Fauci, who is director of the National Institute of Allergy and Infectious Diseases at the National Institutes of Health (NIH), told the Senate Health, Education, Labor and Pensions (HELP) Committee on Tuesday that reopening the country too quickly could lead to new outbreaks.
“What I’ve expressed then and again is my concern that if some areas, cities, states or what have you jump over those various checkpoints and prematurely open up without having the capability of being able to respond effectively and efficiently - my concern is that we will start to see little spikes that might turn into outbreaks,” Fauci told lawmakers. He later added that “the idea of having treatments available or a vaccine to facilitate the reentry of students into the fall term would be something that would be a bit of a bridge too far.”
Segal, who also serves as the executive director of the Justice Action Mobilization Network and national director of the COVID-19 Emergency Response Group, told Radio Sputnik’s Political Misfits Tuesday, “What he [Trump] cares about is one thing: he thought he could win his reelection by saying we had a 3.5% unemployment rate, the lowest rate in years.”
“Now we have 30 million people out of work and more, so he just wants … to show that he’s putting the nation back to work, because he’s failed at everything else that he’s done, he’s failed on COVID-19, so maybe he can win on something. It’s the most reckless policy I’ve ever seen. I called it the ‘Bataan Death March,’” Segal told hosts Bob Schlehuber and Jamarl Thomas about Trump’s plan to end lockdowns sooner rather than later.
“It’s so reprehensible and beyond the pale.”
While Fauci sparred with some figures in Trump’s Republican Party, such as Kentucky Senator Rand Paul, who dismissed the scientist’s conclusions by saying, “I don’t think you’re the end-all,” Fauci also extracted concessions from other GOP lawmakers that Trump’s much-touted COVID-19 testing achievements have left much to be desired.
“What our country has done so far in testing is impressive but not nearly enough,” HELP Committee chair Tennessee Senator Lamar Alexander said in the hearing.
“Yesterday, you celebrated that we had done more tests and more tests per capita even than South Korea,” Utah Senator Mitt Romney said to Assistant Secretary for Health Adm. Brett Giroir, who heads testing on Trump’s task force. “But you ignored the fact that they accomplished theirs at the beginning of the outbreak, while we treaded water during February and March.”

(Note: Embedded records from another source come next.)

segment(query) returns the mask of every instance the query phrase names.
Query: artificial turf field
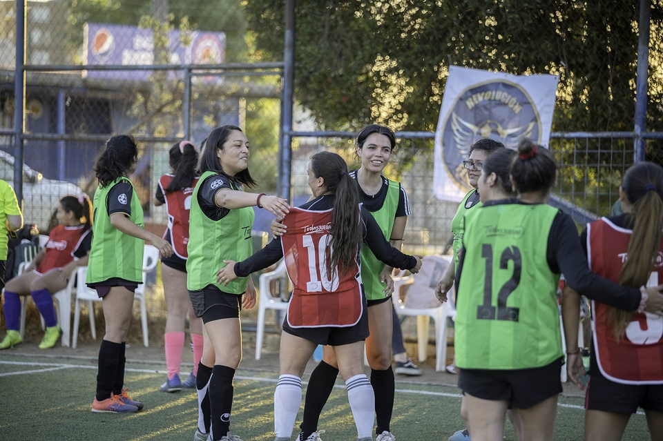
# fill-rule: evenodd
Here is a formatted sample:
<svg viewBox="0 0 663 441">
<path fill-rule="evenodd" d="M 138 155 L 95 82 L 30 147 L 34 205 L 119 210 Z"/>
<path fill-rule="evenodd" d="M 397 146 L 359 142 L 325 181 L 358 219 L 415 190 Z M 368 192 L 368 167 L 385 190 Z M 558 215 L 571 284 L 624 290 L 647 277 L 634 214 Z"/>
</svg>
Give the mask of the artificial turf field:
<svg viewBox="0 0 663 441">
<path fill-rule="evenodd" d="M 162 362 L 127 362 L 125 386 L 145 408 L 131 414 L 93 413 L 96 359 L 0 353 L 0 440 L 191 441 L 198 418 L 195 391 L 159 391 Z M 241 366 L 235 378 L 231 429 L 244 441 L 272 441 L 273 396 L 278 373 Z M 463 428 L 457 388 L 403 381 L 398 376 L 392 431 L 405 441 L 445 441 Z M 304 376 L 304 387 L 308 375 Z M 297 424 L 301 422 L 301 411 Z M 582 398 L 560 395 L 555 440 L 582 439 Z M 515 440 L 506 424 L 506 440 Z M 320 420 L 324 441 L 353 441 L 356 430 L 340 380 Z M 298 433 L 298 427 L 294 437 Z M 642 412 L 631 417 L 624 440 L 649 440 Z"/>
</svg>

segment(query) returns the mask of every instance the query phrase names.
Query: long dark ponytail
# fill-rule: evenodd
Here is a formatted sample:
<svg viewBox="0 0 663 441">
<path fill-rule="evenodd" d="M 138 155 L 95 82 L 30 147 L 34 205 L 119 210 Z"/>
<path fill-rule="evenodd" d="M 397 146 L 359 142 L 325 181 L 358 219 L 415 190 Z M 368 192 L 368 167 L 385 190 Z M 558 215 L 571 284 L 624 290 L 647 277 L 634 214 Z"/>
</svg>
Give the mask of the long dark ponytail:
<svg viewBox="0 0 663 441">
<path fill-rule="evenodd" d="M 361 242 L 359 227 L 359 192 L 347 173 L 343 158 L 331 152 L 320 152 L 311 158 L 311 170 L 316 177 L 325 179 L 327 190 L 334 195 L 332 217 L 332 258 L 327 272 L 337 267 L 347 273 L 355 262 Z"/>
<path fill-rule="evenodd" d="M 138 146 L 132 137 L 118 135 L 106 141 L 106 148 L 97 157 L 94 168 L 101 186 L 105 187 L 124 176 L 137 156 Z"/>
<path fill-rule="evenodd" d="M 633 234 L 628 241 L 628 256 L 619 271 L 620 284 L 646 284 L 652 261 L 660 249 L 663 231 L 663 168 L 651 162 L 638 162 L 626 170 L 622 188 L 633 206 Z M 635 219 L 633 219 L 635 218 Z M 613 333 L 619 340 L 633 319 L 634 313 L 611 308 Z"/>
<path fill-rule="evenodd" d="M 171 181 L 166 193 L 180 191 L 191 187 L 195 178 L 195 169 L 198 166 L 198 154 L 190 141 L 182 141 L 171 147 L 169 151 L 169 164 L 175 177 Z"/>
</svg>

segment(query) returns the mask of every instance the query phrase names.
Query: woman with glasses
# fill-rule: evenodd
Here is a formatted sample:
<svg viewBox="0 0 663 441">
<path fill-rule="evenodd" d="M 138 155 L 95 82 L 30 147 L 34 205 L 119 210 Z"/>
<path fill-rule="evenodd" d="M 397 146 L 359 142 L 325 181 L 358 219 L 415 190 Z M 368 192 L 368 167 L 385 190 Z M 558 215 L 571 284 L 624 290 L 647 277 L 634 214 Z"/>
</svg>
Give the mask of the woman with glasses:
<svg viewBox="0 0 663 441">
<path fill-rule="evenodd" d="M 470 147 L 470 155 L 468 160 L 463 161 L 463 166 L 468 170 L 468 179 L 470 181 L 470 185 L 473 188 L 463 198 L 460 205 L 458 206 L 456 215 L 451 221 L 451 233 L 454 236 L 454 260 L 447 267 L 447 271 L 442 275 L 442 278 L 437 284 L 437 288 L 435 290 L 435 294 L 441 301 L 446 301 L 447 293 L 454 285 L 454 275 L 456 272 L 456 267 L 458 266 L 458 253 L 461 249 L 463 242 L 465 213 L 471 208 L 481 206 L 478 186 L 483 161 L 491 153 L 501 148 L 504 148 L 504 145 L 499 141 L 494 141 L 489 138 L 479 139 Z M 447 371 L 451 373 L 456 373 L 454 365 L 448 366 Z M 465 418 L 465 406 L 463 404 L 461 405 L 461 415 L 463 415 L 463 418 Z M 469 440 L 470 435 L 467 429 L 456 431 L 449 438 L 449 441 L 469 441 Z"/>
</svg>

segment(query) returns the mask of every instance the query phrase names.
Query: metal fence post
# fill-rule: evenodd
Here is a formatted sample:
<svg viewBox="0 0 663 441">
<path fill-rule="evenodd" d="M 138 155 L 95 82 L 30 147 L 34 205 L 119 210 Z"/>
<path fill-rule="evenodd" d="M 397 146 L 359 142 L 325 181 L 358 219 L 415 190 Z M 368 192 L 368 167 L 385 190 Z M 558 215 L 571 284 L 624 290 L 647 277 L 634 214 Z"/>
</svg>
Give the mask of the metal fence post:
<svg viewBox="0 0 663 441">
<path fill-rule="evenodd" d="M 642 133 L 647 124 L 647 80 L 649 70 L 649 20 L 651 0 L 640 0 L 640 18 L 637 25 L 637 70 L 635 75 L 635 139 L 634 162 L 644 161 Z"/>
<path fill-rule="evenodd" d="M 27 0 L 16 2 L 16 73 L 14 77 L 14 192 L 23 201 L 23 133 L 26 131 L 26 38 Z"/>
</svg>

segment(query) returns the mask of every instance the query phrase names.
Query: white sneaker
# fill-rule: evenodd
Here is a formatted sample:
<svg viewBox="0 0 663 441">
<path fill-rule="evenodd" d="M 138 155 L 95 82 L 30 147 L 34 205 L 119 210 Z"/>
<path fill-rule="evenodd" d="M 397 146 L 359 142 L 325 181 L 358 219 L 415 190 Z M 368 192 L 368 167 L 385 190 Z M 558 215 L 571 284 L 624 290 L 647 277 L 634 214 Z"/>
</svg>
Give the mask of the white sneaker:
<svg viewBox="0 0 663 441">
<path fill-rule="evenodd" d="M 325 433 L 323 430 L 319 430 L 317 432 L 314 432 L 309 435 L 309 438 L 306 438 L 305 441 L 323 441 L 320 438 L 320 435 Z"/>
<path fill-rule="evenodd" d="M 470 433 L 468 433 L 467 429 L 456 431 L 449 437 L 449 441 L 470 441 Z"/>
<path fill-rule="evenodd" d="M 391 432 L 385 431 L 380 435 L 378 435 L 378 438 L 375 438 L 375 441 L 396 441 L 396 437 L 394 436 L 394 434 Z"/>
</svg>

Segal told Sputnik the “Fire Fauci” Republicans who had previously called for the NIH researcher’s head backed off from their positions during the hearing because “a lot of the Republicans realized that [if they] ‘Fire Fauci,’ there goes the voice of the people, there goes the voice of science and public health … and that many of their own constituents would also die as a result of not having a Fauci there to counterbalance the insanity of Donald Trump.”

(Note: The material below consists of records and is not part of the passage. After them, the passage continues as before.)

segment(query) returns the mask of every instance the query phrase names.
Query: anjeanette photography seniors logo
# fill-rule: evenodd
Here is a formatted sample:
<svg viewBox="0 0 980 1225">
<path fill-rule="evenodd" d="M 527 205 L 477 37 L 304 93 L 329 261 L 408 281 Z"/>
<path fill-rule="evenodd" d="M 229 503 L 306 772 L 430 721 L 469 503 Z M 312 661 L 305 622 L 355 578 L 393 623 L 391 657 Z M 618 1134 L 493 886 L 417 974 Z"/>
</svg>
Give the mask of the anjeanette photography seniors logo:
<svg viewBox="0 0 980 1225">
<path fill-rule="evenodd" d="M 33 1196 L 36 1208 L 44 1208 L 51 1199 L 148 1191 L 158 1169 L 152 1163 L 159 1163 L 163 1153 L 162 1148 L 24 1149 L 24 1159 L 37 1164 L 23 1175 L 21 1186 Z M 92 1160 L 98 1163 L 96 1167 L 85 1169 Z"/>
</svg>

“This idea of workers are going to have to die and seniors are going to have to die, that isn’t that different than what the Republican Party - certainly the far right - for decades has basically said. No health care for people, and if they die, they die, that’s OK; if we have minority health disparities and we put Black people next to coal plants and they die, that’s OK; if seniors can’t afford their prescription drugs and they die, that’s OK; so I just find it very consistent with Republican ideology for the last several decades, and that’s: ‘People can die at the altar of capitalism and the altar of profits.’”
“Frankly, I think people now are really getting fed up and they’re starting to see all this, and people are finally waking up and realizing that we have an old system with old people who are running it,” the longtime legislative assistant said.
“We need a new system with progressive younger people, especially of color, running it, which is why I stayed in Congress for all the years that I did. I saw this sort of streak in people to sacrifice human beings for profit.”